Saya membaca artikel yang mengharu biru, berjudul : "Kompasianival 2021, Tonggak Terakhir Untukku", yang ditulis kompasianer Felix Tani. Artikel itu saya pahami sebagai sebuah nazar seorang Felix Tani dalam berkompasiana pasca Kompasianival 2021. Disinilah titik tolak gagasan artikel saya ini dimulai. 

Saya mengenal Felix Tani sudah relatif lama. Beliau merupakan rekan satu tim saya di klub Centhirisiana FC pada liga seri A semasa kejayaan pelatih Kimberly sampai Jessica--dua sosok coach jagat liga Kompasiana paling fenomenal saat itu. Saya dan Felix Tani bangga menjadi bagian dalam fenomenalitas tersebut. 

Pada masa itu  kami pernah menggondol berbagai tropi, tanpa pernah publik ketahui karena kalau mereka tahu tropi nya digondol, maka kami kehilangan kedigdayaan dan tidak mendapatkan manisnya rasa kejayaan. Jadi kehebatan kami adalah menggondol tanpa banyak orang menyadarinya.
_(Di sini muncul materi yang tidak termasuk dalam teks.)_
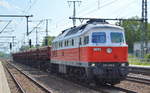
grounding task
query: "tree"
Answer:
[121,17,142,53]
[42,36,55,46]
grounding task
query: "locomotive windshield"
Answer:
[92,32,106,43]
[110,32,124,43]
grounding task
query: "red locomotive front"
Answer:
[51,21,128,84]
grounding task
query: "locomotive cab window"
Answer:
[84,36,89,45]
[110,32,124,43]
[92,32,106,43]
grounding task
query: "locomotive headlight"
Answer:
[106,48,112,54]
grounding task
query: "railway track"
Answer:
[3,60,149,93]
[126,74,150,85]
[4,63,52,93]
[129,66,150,75]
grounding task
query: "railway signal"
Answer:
[29,39,32,48]
[9,43,12,50]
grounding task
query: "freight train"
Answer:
[12,20,128,84]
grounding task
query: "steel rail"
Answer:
[5,66,26,93]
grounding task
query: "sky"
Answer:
[0,0,150,50]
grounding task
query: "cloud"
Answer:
[0,0,12,9]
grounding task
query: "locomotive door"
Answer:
[78,37,82,62]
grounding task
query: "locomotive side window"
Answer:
[92,32,106,43]
[110,32,124,43]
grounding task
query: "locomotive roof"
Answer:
[53,22,123,42]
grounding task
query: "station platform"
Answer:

Posisinya sebagai gelandang, sementara saya sebagai wing back (bek sayap) yang sering tak tertangkap kamera saat menutup wajah karena mendadak penyakit saya kumat, yaitu tersipu malu disertai lutut gemetaraan. Dalam situasi dan kondisi tersebut Felix Tani akan melakukan gerakan tanpa bola di zona serang. Semua orang akan dibuat ketar-ketir. Dengan tanpa bola saja Felix Tani bisa bergerak. Apalagi bila dengan dua bola miliknya yang merupakan sumber kekuatan hakiki!

Kembali ke laptop. Saya sebut artikel milik Felix Tani itu mengharu biru karena saya sedang tak punya kata untuk menyebutkannya dengan istilah lain. Dalam penerawangan dari dalam celana, pada posisi Utara bujur Selatan, sebutan itu bisa mewakili benak-benak biru pembaca Kompasiana, menyentuh urat romantis sampai ke tulang dan sum-sum. Kalau pun ternyata tidak mewakili, aku sih rapopo...
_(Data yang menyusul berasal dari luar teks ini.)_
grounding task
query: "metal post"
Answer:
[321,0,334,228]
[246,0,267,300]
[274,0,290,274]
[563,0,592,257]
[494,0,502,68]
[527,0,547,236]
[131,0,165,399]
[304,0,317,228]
Sulit membayangkan seorang Felix Tani hanya menulis hal-hal biasa di Kompasiana (yang dipenuhi panggung hiburan) sesuai hakekat hidupnya sebagai seorang petani. Ada banyak faktor hal itu tidak mungkin terjadi.  Satu hal penting adalah faktor kode genetik  Felix Tani yang sudah berubah karena penetrasi masif Soto Mas Karso, yang menzolimi secara romantis seorang Felix Tani dalam berkompasiana. 

Dulu Felix Tani bukanlah siapa-siapa. Beliau hanya seorang tua yang tersandera sepinya nikmat wacana utopia etnografis, sementara di luar sana begitu banyak kenikmatan duniawi Kompasiana seperti Headline (AU), K.Rewards, Kompasianival, serta sejumlah kegenitan admin Kompasiana saat menari di panggung regulasi Kompasiana yang erotis. Terciptalah erotikalisme vulgar admin Kompasiana yang membuat sebagian besar lib#d0 Kompasianer bergetar--mengharapkan sentuhan nikmat hedonisme literasi modern.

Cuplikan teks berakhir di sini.